The RKHS framework provides a rich, infinite-dimensional space of functions — but how do you actually optimize over such a space? The representer theorem answers this by showing that regularized optimization in an RKHS automatically produces solutions that live in a finite-dimensional subspace, making the infinite-dimensional problem tractable.
The setup is a regularized empirical risk minimization problem: minimize (1/n) * sum_{i=1}^{n} L(y_i, f(x_i)) + lambda * g(||f||), where L is a loss function, g is a monotonically increasing function (typically g(t) = t^2), and f ranges over the RKHS H_k. The theorem states that the minimizer has the form f*(x) = sum_{i=1}^{n} alpha_i * k(x_i, x).

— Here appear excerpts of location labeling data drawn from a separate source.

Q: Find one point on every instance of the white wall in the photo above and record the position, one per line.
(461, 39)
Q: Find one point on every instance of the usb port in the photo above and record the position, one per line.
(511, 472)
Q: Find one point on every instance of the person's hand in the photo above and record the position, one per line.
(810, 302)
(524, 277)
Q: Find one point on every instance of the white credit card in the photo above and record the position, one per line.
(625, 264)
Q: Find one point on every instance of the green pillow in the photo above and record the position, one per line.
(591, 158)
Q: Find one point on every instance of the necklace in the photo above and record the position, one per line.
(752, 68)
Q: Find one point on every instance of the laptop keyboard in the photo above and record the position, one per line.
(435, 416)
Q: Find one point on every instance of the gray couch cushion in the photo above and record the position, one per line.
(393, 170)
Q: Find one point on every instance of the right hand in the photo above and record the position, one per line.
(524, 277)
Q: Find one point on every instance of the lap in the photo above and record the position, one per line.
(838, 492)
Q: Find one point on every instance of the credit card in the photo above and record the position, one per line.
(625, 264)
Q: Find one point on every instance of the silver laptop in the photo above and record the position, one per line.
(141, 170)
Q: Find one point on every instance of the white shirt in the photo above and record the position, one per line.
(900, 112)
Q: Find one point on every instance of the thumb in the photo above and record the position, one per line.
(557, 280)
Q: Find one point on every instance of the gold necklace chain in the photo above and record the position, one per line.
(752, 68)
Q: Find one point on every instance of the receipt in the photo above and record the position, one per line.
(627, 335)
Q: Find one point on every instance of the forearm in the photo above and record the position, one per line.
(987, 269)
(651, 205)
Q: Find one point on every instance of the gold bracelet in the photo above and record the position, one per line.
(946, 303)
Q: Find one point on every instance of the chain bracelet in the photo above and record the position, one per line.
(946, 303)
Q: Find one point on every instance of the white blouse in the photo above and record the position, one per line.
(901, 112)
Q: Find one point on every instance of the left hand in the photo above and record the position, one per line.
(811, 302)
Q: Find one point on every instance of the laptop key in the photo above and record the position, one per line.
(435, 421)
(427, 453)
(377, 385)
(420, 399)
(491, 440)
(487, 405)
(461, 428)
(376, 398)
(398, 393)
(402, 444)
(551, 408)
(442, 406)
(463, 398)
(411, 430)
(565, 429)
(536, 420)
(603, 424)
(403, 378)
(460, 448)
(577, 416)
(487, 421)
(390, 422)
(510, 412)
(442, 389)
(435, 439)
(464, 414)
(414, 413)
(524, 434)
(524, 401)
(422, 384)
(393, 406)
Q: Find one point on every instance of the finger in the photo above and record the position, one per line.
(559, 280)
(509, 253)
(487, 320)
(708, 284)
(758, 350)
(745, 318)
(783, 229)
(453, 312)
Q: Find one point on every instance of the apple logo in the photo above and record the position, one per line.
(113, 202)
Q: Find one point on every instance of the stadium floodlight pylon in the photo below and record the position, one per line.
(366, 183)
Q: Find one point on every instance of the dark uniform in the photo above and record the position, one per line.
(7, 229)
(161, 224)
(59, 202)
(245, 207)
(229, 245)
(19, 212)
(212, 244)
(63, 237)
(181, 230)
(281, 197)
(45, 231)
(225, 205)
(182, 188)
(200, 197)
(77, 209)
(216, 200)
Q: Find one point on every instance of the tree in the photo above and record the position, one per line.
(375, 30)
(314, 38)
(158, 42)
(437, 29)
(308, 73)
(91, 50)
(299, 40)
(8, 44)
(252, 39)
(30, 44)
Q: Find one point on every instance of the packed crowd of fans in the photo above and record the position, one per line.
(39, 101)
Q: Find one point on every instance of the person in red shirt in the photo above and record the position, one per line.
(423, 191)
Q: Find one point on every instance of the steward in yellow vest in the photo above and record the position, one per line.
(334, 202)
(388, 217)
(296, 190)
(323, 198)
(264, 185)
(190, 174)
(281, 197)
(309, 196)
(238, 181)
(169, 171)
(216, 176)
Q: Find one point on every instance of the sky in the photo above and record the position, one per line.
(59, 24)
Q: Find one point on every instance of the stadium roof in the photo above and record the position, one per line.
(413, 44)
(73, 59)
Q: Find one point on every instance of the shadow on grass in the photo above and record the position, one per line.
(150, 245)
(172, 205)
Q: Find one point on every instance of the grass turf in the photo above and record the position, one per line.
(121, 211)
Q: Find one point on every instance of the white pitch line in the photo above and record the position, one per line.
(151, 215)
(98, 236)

The proof is elegant: decompose any f in the RKHS as f = f_span + f_perp, where f_span lies in the span of {k(x_1, ·), ..., k(x_n, ·)} and f_perp is orthogonal to this subspace. By the reproducing property, f(x_i) = <f, k(x_i, ·)> = <f_span, k(x_i, ·)> — the orthogonal component does not affect any training-point evaluation. So f_perp contributes nothing to the loss but increases the RKHS norm (||f||^2 = ||f_span||^2 + ||f_perp||^2). The regularizer penalizes the larger norm, so the optimal f_perp is zero.
This result transforms kernel learning into linear algebra. Substituting the representer form into the optimization problem, the objective becomes a function of the n-dimensional vector alpha, with all RKHS geometry encoded in the n-by-n kernel matrix K. For kernel ridge regression, the closed-form solution is alpha = (K + lambda * I)^{-1} * y. For SVMs, the representer theorem justifies the dual formulation that depends only on kernel evaluations between training points. The computational cost scales with the number of training points (typically O(n^3) or O(n^2) depending on the algorithm), not with the dimensionality of the RKHS.
The representer theorem also clarifies the role of regularization in kernel methods. Beyond preventing overfitting, regularization is structurally necessary: it is what makes the optimization finite-dimensional. Without the norm penalty, the problem is ill-posed in the infinite-dimensional RKHS — there may be infinitely many functions achieving the same empirical risk, with no reason to prefer one over another. The regularizer selects the minimum-norm solution, which the representer theorem guarantees lies in the finite-dimensional span of the training kernel functions. This deep connection between regularization and tractability is one of the most elegant results in machine learning theory.